A January settlement between Eli Lilly and the DOJ demonstrates the power of the act. The pharmaceutical giant agreed to pay $1.4 billion to resolve allegations that it promoted the drug Zyprexa for off-label uses not approved by the Food and Drug Administration. That amount included a $515 million fine, which the DOJ called the “largest individual corporate criminal fine in history.” The whistleblowers collected nearly $79 million from the settlement.
In 20 years, whistleblowers have netted about $2 billion in awards. With such a massive possible payday, said Ara B. Gershengorn of Foley Hoag in Boston, pursuing a claim has always been attractive to would-be whistleblowers. Because the revised law has added agents and contractors to the list of potential relators, there are more runners than ever in the race to the courthouse.
“The sums are really staggering,” she said, “and there are just a lot of incentives for the government and individuals to try to bring these cases. It can be a real windfall to an individual, and this is one of the few instances where the government can bring in cash.”
The Fraud Enforcement and Recovery Act now allows the government to share information with whistleblowers more easily; even when federal authorities decide not to pursue a case, citizens will have more access to information that could help them bring a private lawsuit.
“The courts have been willing to say that you need to know enough about a fraud before they will let you go forward. They have dismissed cases because they weren’t pled with enough detail,” Gershengorn said. “Now, the government can share information it gets through its investigation. That makes it easier for the [whistleblower] to include specific details in their complaint.”
Watchword is prevention
With the reach of the False Claims Act expanded, the best defense is careful compliance, attorneys say. From a contractor paving a road under the federal stimulus program to a hospital receiving Medicare payments, tracking the flow of cash is crucial.
For Charlyn A. Feeney, executive director of risk management and compliance at Fallon Clinic, a multi-practice medical group with 250 doctors in Worcester, the watchword is prevention.

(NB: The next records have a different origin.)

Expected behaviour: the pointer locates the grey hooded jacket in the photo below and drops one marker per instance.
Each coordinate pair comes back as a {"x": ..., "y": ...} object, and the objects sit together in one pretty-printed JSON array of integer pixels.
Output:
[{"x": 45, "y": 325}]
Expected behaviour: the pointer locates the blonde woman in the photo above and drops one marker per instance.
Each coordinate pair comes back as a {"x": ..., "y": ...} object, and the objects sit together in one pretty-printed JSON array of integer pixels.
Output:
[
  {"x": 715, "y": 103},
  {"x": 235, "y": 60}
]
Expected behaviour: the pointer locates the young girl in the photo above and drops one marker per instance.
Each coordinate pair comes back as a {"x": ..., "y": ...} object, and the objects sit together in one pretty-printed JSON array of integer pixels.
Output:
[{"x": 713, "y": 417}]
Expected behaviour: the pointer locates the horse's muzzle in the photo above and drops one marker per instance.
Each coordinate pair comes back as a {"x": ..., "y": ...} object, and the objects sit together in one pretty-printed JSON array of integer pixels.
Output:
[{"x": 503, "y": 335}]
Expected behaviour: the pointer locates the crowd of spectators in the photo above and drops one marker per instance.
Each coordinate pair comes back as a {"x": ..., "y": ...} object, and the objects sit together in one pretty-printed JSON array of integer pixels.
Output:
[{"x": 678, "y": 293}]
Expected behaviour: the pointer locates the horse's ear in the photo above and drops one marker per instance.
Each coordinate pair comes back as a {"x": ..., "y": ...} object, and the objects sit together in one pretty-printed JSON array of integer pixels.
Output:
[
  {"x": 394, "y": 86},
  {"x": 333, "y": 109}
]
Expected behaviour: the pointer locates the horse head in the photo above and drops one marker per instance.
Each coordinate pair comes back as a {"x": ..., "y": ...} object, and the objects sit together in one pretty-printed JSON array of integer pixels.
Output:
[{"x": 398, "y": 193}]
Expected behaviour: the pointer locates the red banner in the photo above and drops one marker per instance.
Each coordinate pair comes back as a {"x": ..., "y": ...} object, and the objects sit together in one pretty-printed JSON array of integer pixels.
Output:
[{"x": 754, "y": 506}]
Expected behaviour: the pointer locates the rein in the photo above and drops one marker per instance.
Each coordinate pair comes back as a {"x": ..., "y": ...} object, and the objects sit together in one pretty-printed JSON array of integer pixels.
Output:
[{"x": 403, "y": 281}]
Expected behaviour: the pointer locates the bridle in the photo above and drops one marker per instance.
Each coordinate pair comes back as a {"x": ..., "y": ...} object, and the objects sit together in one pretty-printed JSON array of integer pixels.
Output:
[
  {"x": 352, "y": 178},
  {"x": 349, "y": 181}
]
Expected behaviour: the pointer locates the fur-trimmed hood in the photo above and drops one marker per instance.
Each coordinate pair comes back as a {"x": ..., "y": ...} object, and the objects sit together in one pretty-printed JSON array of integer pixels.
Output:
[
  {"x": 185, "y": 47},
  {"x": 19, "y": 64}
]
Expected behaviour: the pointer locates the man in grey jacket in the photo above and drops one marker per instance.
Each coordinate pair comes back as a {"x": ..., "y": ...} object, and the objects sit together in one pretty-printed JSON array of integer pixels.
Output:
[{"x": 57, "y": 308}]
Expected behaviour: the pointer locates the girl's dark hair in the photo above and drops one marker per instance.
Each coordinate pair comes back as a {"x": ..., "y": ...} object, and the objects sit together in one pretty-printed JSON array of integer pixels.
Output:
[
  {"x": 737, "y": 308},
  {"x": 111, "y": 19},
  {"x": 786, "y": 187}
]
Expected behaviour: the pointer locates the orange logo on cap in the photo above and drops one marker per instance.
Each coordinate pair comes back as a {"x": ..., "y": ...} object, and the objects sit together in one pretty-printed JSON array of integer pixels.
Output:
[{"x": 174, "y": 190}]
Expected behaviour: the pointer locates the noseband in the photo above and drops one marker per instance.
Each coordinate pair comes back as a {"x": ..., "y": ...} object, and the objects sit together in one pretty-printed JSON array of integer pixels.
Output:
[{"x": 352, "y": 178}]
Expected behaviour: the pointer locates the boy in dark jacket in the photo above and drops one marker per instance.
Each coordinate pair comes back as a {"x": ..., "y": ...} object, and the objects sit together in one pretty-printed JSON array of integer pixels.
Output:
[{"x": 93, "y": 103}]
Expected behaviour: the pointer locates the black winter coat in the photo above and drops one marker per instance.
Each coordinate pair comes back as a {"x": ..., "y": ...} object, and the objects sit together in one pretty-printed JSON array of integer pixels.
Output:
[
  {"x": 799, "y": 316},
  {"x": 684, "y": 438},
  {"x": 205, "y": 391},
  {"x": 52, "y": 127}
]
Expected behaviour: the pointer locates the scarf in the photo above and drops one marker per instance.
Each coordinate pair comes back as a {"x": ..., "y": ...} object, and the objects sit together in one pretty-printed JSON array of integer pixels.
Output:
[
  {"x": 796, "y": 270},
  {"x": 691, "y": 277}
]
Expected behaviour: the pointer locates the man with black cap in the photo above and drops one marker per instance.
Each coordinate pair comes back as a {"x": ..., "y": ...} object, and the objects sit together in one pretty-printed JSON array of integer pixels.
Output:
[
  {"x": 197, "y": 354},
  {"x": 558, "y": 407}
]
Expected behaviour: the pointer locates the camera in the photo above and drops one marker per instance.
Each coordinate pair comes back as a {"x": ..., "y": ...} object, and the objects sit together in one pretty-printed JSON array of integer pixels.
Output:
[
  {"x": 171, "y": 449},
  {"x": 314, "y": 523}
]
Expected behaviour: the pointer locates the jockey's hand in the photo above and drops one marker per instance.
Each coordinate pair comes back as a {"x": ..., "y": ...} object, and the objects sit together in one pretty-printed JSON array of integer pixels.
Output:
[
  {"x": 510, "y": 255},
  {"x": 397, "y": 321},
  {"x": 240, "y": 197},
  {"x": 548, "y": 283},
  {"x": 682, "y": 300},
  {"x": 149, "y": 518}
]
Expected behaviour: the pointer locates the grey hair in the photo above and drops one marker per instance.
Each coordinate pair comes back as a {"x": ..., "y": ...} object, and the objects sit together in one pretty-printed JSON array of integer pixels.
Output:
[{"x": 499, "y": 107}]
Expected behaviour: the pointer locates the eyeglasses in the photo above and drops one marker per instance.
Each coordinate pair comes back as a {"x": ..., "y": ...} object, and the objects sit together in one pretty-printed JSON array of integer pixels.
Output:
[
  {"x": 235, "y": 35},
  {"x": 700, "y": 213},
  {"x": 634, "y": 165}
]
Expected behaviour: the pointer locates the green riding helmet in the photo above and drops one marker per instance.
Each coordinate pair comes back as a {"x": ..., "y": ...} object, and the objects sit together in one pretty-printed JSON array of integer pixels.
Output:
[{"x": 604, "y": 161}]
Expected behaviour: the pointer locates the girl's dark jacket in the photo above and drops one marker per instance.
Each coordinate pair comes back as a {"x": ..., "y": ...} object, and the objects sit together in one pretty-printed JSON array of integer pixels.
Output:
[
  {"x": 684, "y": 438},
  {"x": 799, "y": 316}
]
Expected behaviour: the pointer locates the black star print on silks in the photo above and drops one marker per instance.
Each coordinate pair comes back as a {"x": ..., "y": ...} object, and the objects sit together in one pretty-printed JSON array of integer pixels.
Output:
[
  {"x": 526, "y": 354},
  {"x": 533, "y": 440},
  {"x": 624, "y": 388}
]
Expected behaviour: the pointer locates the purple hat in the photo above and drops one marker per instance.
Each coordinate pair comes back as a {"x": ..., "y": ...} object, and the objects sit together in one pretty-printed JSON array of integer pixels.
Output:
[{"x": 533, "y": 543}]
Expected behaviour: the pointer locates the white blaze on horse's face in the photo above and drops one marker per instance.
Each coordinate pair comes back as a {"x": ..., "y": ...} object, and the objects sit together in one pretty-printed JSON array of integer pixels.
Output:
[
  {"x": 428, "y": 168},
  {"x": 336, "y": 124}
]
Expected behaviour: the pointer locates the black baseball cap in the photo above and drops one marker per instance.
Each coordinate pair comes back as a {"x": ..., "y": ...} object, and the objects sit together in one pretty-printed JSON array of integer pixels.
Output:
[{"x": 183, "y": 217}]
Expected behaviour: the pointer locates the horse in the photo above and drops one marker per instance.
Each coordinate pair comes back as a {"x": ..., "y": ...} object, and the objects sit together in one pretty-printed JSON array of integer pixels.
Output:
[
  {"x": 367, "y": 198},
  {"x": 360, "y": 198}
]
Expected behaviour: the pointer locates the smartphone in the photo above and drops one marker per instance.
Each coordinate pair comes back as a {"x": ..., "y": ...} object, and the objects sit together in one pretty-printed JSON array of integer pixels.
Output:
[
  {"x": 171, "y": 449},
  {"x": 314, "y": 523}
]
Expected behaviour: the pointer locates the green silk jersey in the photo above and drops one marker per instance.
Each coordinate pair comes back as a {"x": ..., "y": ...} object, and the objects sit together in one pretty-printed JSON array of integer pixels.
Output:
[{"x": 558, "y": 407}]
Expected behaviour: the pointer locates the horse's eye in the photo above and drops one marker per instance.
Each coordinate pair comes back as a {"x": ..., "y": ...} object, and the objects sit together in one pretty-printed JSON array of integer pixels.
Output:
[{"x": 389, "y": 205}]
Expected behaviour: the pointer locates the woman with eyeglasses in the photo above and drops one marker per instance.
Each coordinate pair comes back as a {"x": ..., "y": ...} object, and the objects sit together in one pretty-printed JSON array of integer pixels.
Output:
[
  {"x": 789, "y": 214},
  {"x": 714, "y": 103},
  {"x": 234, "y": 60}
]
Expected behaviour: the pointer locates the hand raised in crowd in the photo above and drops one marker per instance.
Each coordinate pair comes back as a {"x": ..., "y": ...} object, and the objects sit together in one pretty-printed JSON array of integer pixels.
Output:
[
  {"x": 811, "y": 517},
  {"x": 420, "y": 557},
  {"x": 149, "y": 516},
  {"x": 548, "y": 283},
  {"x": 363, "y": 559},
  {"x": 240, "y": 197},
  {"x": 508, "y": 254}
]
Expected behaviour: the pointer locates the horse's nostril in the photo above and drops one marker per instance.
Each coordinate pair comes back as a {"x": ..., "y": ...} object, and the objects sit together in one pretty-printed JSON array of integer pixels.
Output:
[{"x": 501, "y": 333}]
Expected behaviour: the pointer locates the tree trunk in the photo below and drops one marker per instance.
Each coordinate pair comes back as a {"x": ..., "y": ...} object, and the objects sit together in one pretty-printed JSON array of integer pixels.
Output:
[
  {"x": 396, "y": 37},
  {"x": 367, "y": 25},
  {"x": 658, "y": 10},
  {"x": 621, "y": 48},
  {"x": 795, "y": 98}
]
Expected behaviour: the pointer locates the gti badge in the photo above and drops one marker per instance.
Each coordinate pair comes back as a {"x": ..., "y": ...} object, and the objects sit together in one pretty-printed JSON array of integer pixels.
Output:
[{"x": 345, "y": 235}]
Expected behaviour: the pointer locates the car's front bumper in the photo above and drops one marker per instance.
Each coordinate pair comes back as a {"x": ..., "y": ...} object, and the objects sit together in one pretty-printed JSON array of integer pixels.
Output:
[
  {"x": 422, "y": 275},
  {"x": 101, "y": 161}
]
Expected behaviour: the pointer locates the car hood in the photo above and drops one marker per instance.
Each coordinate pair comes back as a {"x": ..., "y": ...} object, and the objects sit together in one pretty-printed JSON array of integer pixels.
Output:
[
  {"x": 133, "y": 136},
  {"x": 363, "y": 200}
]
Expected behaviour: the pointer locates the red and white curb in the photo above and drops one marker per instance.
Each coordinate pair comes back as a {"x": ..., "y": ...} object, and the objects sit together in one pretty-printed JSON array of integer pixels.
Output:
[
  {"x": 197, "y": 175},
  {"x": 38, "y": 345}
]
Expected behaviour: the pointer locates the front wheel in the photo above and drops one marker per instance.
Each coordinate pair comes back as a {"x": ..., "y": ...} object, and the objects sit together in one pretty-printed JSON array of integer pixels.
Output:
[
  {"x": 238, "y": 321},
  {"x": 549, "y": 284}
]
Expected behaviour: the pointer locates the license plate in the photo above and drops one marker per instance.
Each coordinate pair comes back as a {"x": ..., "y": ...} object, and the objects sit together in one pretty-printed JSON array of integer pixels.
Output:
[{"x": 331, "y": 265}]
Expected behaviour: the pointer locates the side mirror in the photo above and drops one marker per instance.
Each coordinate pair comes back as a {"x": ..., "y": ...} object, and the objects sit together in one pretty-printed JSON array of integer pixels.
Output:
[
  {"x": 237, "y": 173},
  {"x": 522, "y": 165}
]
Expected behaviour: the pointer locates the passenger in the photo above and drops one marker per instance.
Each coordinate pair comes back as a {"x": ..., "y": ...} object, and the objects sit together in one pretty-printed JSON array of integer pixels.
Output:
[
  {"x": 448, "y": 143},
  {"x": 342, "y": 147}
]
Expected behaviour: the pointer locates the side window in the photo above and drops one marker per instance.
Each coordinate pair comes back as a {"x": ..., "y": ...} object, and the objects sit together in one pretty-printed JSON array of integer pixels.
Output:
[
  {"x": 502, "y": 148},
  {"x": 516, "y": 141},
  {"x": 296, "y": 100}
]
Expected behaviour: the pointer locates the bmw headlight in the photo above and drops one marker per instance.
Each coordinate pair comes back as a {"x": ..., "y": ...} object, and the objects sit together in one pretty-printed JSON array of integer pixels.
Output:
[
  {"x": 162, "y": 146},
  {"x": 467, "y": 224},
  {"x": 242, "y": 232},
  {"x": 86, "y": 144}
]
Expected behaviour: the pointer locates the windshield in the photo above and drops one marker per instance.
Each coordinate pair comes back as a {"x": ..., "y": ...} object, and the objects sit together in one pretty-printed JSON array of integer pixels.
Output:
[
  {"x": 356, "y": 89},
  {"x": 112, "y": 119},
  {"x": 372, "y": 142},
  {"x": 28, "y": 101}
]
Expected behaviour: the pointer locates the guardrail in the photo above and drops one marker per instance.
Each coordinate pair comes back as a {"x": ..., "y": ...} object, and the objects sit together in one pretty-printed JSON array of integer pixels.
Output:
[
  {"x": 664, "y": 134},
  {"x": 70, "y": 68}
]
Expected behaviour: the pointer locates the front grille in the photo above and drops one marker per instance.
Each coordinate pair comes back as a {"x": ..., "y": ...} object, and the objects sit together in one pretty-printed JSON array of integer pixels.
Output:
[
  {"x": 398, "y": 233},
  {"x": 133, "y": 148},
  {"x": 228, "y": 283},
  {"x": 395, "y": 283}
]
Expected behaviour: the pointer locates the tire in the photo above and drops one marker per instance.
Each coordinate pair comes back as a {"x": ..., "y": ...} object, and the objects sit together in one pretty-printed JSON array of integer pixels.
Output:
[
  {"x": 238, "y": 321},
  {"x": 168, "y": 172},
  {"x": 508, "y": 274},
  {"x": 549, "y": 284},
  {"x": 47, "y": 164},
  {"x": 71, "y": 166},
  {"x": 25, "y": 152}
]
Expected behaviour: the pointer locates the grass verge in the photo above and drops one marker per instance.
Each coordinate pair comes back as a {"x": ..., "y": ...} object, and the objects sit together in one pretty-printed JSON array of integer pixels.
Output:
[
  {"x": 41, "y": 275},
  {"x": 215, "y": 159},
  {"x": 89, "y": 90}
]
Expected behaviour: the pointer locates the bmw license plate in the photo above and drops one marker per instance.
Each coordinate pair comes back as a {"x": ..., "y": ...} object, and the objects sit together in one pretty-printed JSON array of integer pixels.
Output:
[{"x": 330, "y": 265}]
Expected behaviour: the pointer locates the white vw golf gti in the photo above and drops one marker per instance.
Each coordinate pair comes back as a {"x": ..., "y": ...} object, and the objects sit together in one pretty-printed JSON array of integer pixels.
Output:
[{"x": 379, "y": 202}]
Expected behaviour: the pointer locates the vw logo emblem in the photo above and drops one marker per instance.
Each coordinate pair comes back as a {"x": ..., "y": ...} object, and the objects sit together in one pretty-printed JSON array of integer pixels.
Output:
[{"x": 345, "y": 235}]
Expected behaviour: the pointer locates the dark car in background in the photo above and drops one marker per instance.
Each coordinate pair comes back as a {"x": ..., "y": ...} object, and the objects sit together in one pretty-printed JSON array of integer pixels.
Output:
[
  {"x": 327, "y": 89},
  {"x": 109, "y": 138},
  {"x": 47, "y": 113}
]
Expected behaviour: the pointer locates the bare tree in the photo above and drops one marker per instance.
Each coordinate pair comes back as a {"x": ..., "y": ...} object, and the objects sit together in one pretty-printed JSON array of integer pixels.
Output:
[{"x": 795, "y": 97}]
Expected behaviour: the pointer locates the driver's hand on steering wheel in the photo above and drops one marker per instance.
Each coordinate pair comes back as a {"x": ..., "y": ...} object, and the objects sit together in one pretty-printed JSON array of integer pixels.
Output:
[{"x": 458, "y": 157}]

“It is something that health care facilities and organizations take very seriously,” Feeney said. “It is much better to invest funds up front because the fines and penalties are staggering.”
Prevention is about more than tracking dollars, she added, and requires a culture of compliance. “When you look at it in theory and idealistically, you want to be doing the right thing for the right reason, anyway.”
Gershengorn said any company dealing with the government “has to make sure it is using federal funds properly and keeping track of the dollars, particularly now for companies with subcontractors involved. Be watchful and careful that statements going to the government and monies coming from the government are correct.”
Lannon agreed that caution is key for clients. “The only way they can protect themselves is
to adopt and implement comprehensive compliance programs,” he said. “They need to spend the time and the manpower to have procedures in place that carefully track and account for federal funds.”
That can be expensive, however, and Lannon said it always comes down to a cost-benefit analysis: How much time and money do you spend playing defense?
“It’s a judgment call,” he said. “Our point is that the penalties are getting so high and enforcement seems to be more intense, so you may want to invest more in compliance efforts than you did previously.”